Blue Review
A newsletter for Medicaid providers

August 2018

Learn the Benefits of Case Management and How to Make a Referral

Case Management (CM) is a collaborative process that assesses, develops, coordinates, monitors and evaluates care plans designed to optimize members’ health care benefits and promote quality outcomes. Our CM nurses work directly with our members who are your patients to accomplish these endeavors. Physicians and other professional providers, such as nurses and social workers, may refer members for CM. Members (or their representatives) may also self-refer themselves.

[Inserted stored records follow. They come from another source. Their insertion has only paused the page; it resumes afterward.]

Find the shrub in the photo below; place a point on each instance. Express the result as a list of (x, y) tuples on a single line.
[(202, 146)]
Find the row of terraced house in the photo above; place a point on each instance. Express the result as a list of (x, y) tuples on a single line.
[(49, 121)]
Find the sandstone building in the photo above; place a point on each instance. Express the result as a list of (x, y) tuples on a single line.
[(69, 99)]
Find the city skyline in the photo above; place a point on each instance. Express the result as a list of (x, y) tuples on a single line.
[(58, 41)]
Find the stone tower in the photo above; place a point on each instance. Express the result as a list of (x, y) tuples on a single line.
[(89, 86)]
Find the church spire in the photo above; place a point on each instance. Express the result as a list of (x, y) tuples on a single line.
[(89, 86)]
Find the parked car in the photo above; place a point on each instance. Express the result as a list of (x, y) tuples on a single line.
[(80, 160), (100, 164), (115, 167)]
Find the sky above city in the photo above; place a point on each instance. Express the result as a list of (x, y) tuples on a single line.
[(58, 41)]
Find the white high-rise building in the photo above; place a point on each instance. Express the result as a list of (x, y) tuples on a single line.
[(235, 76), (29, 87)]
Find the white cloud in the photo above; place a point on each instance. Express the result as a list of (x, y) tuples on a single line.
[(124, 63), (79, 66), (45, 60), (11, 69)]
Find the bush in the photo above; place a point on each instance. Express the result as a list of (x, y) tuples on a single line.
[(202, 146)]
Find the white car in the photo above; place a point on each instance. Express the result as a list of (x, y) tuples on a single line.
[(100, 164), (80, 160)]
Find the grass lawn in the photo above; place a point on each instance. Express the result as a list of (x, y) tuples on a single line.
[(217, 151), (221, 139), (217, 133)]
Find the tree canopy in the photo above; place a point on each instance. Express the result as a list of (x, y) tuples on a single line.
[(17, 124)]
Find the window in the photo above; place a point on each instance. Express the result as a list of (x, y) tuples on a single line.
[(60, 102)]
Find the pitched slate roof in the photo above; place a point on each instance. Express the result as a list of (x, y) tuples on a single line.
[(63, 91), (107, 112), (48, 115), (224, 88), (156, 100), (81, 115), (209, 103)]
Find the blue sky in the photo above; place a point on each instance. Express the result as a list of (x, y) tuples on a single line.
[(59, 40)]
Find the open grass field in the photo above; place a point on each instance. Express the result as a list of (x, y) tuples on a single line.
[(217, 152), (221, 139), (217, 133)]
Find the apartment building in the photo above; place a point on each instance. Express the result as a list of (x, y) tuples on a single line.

The process of referring members to CM is noted below.

Who's Eligible

Members enrolled in the following BCBSTX plans:

  • STAR
  • CHIP
  • STAR KIDS

Definition

CM is an optional program in which case managers assist members with navigating health care services and coordination of care with providers. Members enrolled in CM develop a member-centric care plan with their case manager that focuses on health care goals. Providers will soon be able to view this care plan through the provider portal (coming soon), and call a member’s case manager to obtain a written copy of the care plan.

Referral Process

  1. Send an email with the following information to STAR_Kids­­­_HC@bcbstx.com:
    • Member’s name and date of birth
    • Member ID (if available)
    • Referral reason
    • Medical diagnoses and any pertinent medical information
    • Any urgent needs
  2. The physician should request a follow up from CM for the member.
    • Members will receive outreach from CM within two weeks.
    • If a member has any urgent needs, the provider should indicate that in the email, and CM will reach out sooner.
    • Physicians who would like CM to follow up with them, must indicate the follow up in their request.

Note: This is not the process for requesting an acute authorization.